Correction to This Article
An earlier version of this column incorrectly said that Newt Gingrich had never worked for a profit-making venture.

Newt Gingrich, provocateur in chief

By Richard Cohen
Tuesday, May 4, 2010

He has a doctorate in the social sciences and taught briefly at the college level. He has been married three times, divorced twice and confessed to an extramarital affair. He has never served in the military and lives in one of Washington's poshest suburbs. He is the very personification of his much-reviled "cultural elite." He is Newt Gingrich, and he is out to get himself.

Gingrich has been on something of a tear lately, brandishing the term "secular-socialist machine" with the elan of William Jennings Bryan declaiming about a Cross of Gold -- and, God willing, with the same effect. He used it recently in a Washington Post op-ed laced with the sort of gloating demagoguery that makes Gingrich his own acolyte. The man rides a pogo stick. When he is over the top, he just keeps going.
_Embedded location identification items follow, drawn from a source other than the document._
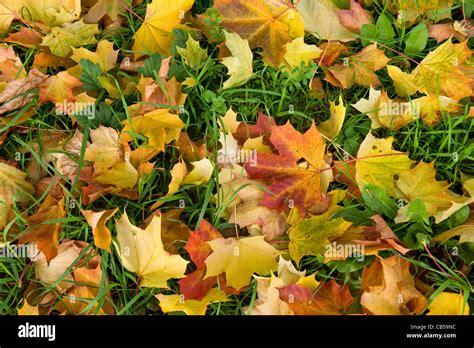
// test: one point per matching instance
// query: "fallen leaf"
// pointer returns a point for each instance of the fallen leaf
(388, 288)
(290, 181)
(240, 258)
(359, 68)
(321, 19)
(97, 221)
(155, 33)
(239, 64)
(267, 24)
(329, 299)
(142, 252)
(448, 303)
(377, 163)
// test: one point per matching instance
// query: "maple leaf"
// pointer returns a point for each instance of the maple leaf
(53, 13)
(380, 111)
(142, 252)
(63, 39)
(373, 239)
(11, 67)
(259, 220)
(25, 36)
(17, 93)
(267, 24)
(239, 64)
(377, 163)
(104, 55)
(97, 221)
(359, 69)
(9, 10)
(42, 227)
(105, 150)
(268, 297)
(240, 258)
(289, 180)
(58, 88)
(298, 52)
(457, 202)
(13, 188)
(328, 299)
(87, 284)
(321, 19)
(159, 126)
(432, 108)
(388, 288)
(419, 183)
(409, 12)
(175, 303)
(355, 17)
(111, 8)
(312, 235)
(448, 303)
(193, 55)
(57, 269)
(438, 73)
(155, 33)
(331, 128)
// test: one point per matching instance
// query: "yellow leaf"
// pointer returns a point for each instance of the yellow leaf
(404, 83)
(457, 202)
(257, 145)
(63, 39)
(52, 12)
(298, 52)
(331, 128)
(193, 55)
(388, 288)
(448, 303)
(377, 163)
(155, 34)
(420, 183)
(13, 188)
(240, 63)
(105, 150)
(27, 309)
(201, 173)
(159, 126)
(320, 19)
(142, 252)
(387, 113)
(102, 235)
(229, 121)
(176, 303)
(122, 175)
(9, 10)
(311, 236)
(104, 55)
(240, 258)
(439, 73)
(431, 108)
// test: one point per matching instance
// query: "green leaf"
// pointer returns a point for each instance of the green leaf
(151, 66)
(385, 31)
(105, 115)
(466, 252)
(368, 33)
(356, 216)
(379, 201)
(416, 212)
(90, 73)
(417, 39)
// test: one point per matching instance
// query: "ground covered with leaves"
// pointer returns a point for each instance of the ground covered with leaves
(236, 157)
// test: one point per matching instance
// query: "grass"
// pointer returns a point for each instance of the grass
(282, 95)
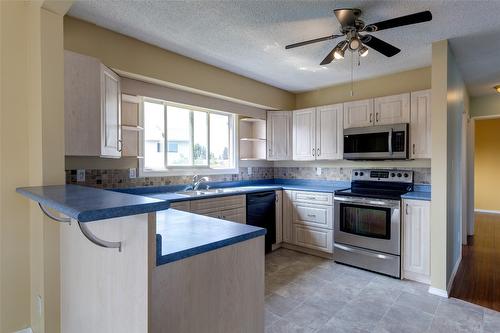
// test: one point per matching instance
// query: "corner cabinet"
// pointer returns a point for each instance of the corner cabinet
(279, 135)
(92, 108)
(416, 240)
(420, 124)
(318, 133)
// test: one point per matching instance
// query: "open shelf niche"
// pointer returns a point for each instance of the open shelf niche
(252, 133)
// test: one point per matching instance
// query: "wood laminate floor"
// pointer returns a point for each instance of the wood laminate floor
(478, 277)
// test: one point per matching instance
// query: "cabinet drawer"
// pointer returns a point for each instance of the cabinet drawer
(237, 215)
(314, 215)
(217, 204)
(313, 197)
(181, 205)
(313, 238)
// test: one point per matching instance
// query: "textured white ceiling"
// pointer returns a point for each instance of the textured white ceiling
(248, 37)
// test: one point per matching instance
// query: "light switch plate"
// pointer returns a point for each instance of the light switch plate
(132, 173)
(80, 175)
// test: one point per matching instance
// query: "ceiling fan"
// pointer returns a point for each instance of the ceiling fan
(357, 36)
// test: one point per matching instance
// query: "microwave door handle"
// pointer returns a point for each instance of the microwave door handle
(390, 141)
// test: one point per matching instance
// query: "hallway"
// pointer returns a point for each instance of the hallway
(478, 277)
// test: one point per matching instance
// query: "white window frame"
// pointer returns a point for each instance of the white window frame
(190, 170)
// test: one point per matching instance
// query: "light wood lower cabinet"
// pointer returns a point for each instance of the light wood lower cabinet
(308, 220)
(314, 238)
(416, 240)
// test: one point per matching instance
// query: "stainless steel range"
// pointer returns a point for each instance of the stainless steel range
(367, 222)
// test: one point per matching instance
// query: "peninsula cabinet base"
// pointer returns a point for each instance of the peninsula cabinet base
(220, 291)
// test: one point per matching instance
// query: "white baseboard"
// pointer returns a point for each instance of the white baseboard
(453, 273)
(438, 292)
(486, 211)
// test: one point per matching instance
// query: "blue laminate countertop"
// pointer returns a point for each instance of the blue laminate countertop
(239, 187)
(180, 235)
(87, 204)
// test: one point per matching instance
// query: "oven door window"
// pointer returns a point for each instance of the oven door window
(368, 221)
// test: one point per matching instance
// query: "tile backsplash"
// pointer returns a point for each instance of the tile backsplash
(119, 178)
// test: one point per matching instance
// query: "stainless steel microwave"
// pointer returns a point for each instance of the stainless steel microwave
(387, 142)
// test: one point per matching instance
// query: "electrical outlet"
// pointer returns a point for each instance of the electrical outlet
(80, 175)
(132, 173)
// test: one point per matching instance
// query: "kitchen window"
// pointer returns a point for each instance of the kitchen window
(184, 140)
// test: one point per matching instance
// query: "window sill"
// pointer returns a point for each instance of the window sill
(187, 172)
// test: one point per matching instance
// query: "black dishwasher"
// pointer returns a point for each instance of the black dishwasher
(261, 212)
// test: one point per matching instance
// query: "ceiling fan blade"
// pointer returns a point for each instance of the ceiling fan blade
(329, 57)
(380, 46)
(316, 40)
(400, 21)
(347, 16)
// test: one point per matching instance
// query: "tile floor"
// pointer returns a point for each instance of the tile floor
(310, 294)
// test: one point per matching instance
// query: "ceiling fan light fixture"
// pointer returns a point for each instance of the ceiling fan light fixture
(340, 50)
(363, 51)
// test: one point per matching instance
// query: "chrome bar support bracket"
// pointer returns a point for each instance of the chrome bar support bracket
(85, 231)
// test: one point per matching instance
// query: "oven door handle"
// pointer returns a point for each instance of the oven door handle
(369, 202)
(366, 253)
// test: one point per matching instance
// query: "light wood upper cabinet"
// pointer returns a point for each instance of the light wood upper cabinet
(304, 134)
(279, 136)
(358, 113)
(392, 109)
(91, 107)
(420, 124)
(329, 132)
(318, 133)
(416, 240)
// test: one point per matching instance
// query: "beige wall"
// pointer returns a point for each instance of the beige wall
(485, 106)
(487, 163)
(129, 55)
(417, 79)
(31, 148)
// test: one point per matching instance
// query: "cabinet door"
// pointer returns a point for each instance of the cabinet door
(416, 240)
(279, 217)
(420, 124)
(110, 113)
(279, 136)
(287, 216)
(329, 132)
(358, 113)
(303, 134)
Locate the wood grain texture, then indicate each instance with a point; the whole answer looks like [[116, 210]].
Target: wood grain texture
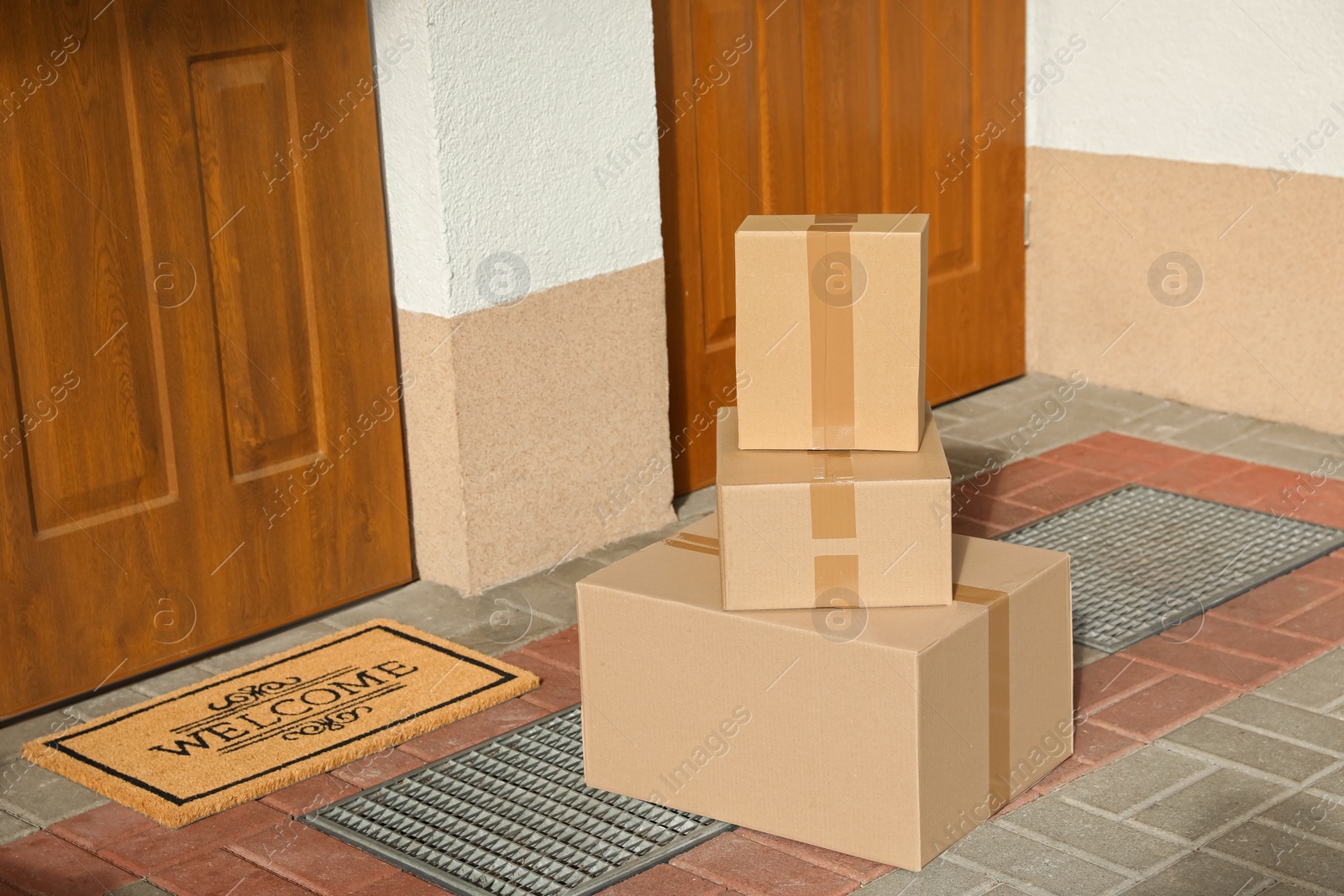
[[833, 107], [199, 432]]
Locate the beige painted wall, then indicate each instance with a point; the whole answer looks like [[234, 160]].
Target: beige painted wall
[[1263, 338], [538, 432]]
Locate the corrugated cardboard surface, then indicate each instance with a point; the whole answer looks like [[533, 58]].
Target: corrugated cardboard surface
[[875, 746], [774, 338], [774, 539]]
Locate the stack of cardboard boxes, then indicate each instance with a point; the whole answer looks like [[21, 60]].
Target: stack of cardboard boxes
[[823, 660]]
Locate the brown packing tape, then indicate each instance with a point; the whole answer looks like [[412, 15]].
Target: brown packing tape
[[1000, 759], [831, 317], [831, 496]]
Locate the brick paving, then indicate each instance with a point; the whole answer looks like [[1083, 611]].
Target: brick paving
[[1209, 759]]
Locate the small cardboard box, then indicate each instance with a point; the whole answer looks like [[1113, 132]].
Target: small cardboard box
[[884, 734], [831, 331], [833, 528]]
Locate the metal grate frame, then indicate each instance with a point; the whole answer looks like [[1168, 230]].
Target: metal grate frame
[[1146, 560], [512, 817]]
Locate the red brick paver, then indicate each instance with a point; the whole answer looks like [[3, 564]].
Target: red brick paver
[[222, 872], [312, 859], [376, 768], [853, 867], [665, 880], [757, 869], [1276, 600], [1153, 711], [561, 649], [1124, 701], [1102, 683], [559, 687], [42, 864], [1200, 661], [101, 826], [158, 848]]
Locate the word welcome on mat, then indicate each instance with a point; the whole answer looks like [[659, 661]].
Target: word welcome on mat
[[252, 731]]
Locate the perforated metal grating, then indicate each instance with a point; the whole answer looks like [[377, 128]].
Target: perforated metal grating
[[512, 815], [1146, 560]]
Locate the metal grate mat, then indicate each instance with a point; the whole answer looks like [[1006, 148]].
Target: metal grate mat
[[512, 817], [1146, 560]]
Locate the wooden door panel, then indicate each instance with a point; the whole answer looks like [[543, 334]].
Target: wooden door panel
[[244, 112], [114, 461], [839, 107], [176, 235]]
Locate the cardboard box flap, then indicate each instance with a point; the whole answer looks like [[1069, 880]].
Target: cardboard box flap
[[1000, 566], [738, 466], [864, 224], [685, 570]]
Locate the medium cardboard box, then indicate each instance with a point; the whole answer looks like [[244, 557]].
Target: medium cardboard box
[[884, 734], [831, 331], [833, 528]]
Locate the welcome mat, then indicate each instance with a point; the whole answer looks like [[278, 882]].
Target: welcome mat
[[248, 732]]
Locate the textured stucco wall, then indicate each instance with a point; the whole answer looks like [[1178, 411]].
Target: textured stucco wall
[[1184, 170], [517, 128], [1203, 81], [519, 140]]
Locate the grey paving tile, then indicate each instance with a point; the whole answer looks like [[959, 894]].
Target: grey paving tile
[[575, 570], [1081, 829], [1310, 815], [1005, 852], [13, 828], [1216, 432], [1285, 889], [264, 647], [974, 454], [1261, 450], [1331, 783], [1200, 875], [1166, 421], [1124, 403], [1315, 685], [168, 681], [1250, 748], [1283, 855], [42, 797], [1132, 779], [1027, 430], [13, 735], [1198, 810], [544, 595], [432, 607], [1305, 438], [938, 878], [1290, 721]]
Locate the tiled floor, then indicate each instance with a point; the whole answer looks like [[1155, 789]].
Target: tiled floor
[[1209, 759]]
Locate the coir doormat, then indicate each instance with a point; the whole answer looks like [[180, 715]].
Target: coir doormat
[[252, 731]]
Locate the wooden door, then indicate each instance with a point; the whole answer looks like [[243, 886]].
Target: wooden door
[[822, 107], [198, 379]]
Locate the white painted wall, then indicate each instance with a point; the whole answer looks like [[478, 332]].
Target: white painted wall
[[1211, 81], [519, 127]]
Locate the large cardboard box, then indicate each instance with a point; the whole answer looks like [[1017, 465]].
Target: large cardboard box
[[831, 331], [833, 528], [885, 734]]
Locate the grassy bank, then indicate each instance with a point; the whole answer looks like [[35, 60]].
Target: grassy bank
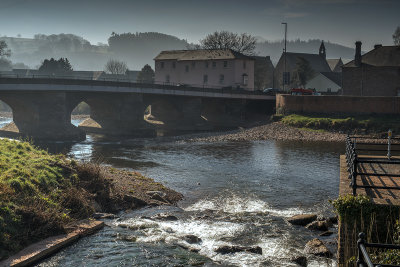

The most obvious repellent characteristic of the cultural elite is that it is out of step with the views of most Americans -- or, as Gingrich put it, "Americans oppose the views of academic elites." This nimble grammatical construction makes the academic elite something other than Americans, even though some of them may well have served in the military -- always proof of red-bloodedness. The argument presupposes, also, that what is popular is right, when, as suffragettes could once attest, this is not always the case.

Neither "socialism" nor "secularism" comes close to describing America or the Obama administration's programs. In fact, the very reason most Americans find secularism a strange and useless term is that this country has never had a state religion. If Gingrich wants to see what secularism looks like, he should read a history of France. There, a suffocating state religion produced a nasty sort of secularism that on May 24, 1871, resulted in the execution of Georges Darboy, no less than the archbishop of Paris. In this country, by contrast, the Pentagon celebrates National Prayer Day, and the winner of a nationally televised bull-riding event credits his triumph neither to his own skills nor to the lack of them by the bull, but to God. It must have been as slow a Sunday for God as it was for me.

Cultural conservatives date the beginning of the clash between good and evil to when the Supreme Court outlawed school prayer. That was in 1963, too late for me or Gingrich to avoid that dreary and soporific recitation of the same old thing every morning. Shockingly, though, this prayer seems to have had precious little effect on either one of us. But as Gingrich must know, the prayer issue is a cynical device to appeal to people who want their prayer recited -- and not those of Muslims, Hindus and the rest. I always knew to whom I was praying -- it was the school's God, the principal's God and the God of the teacher. Mine was at home, along with a waiting glass of milk.

This business about socialism has become a conservative trope -- as loony on the right as is some of the left's admiration for Venezuela's Hugo Chávez. The current issue of Commentary, a magazine that virtually created the neoconservative movement, devotes about 4,500 words to the subject. It asks: "What Kind of Socialist Is Barack Obama?" To which any sane person would have to reply: "Not a Very Good One."

As with Gingrich, one example of Obama's socialist intent is the recently enacted health-care law that, to the chagrin of the left, did not contain a so-called public option (now that would have been some welcome socialism!) and which nationalized not a single insurance company. Instead, if you look at, say, Aetna, and expect that it has been delisted from the stock exchange, you find, to your utter relief, that its share price, while down as of late, is still higher than its 52-week low. As a socialist, Obama could not even get into my grandfather's pinochle game.

That same grandfather would have had a term for Gingrich: luftmensch. This is a wonderfully descriptive Yiddish word for a fellow who has no visible means of support -- who lives off the air itself. This, in an updated and very Washington way, is Gingrich. No longer an office holder, not a chief executive, not really an academic, he lives on the kindness of think tanks and the gullibility of strangers. His business is the manufacturing of provocation, at being a troublemaker, a glint of mischievousness in his eyes, a wee smile of inner satisfaction. He is bad. He is good at being bad. He is just not any good at being good.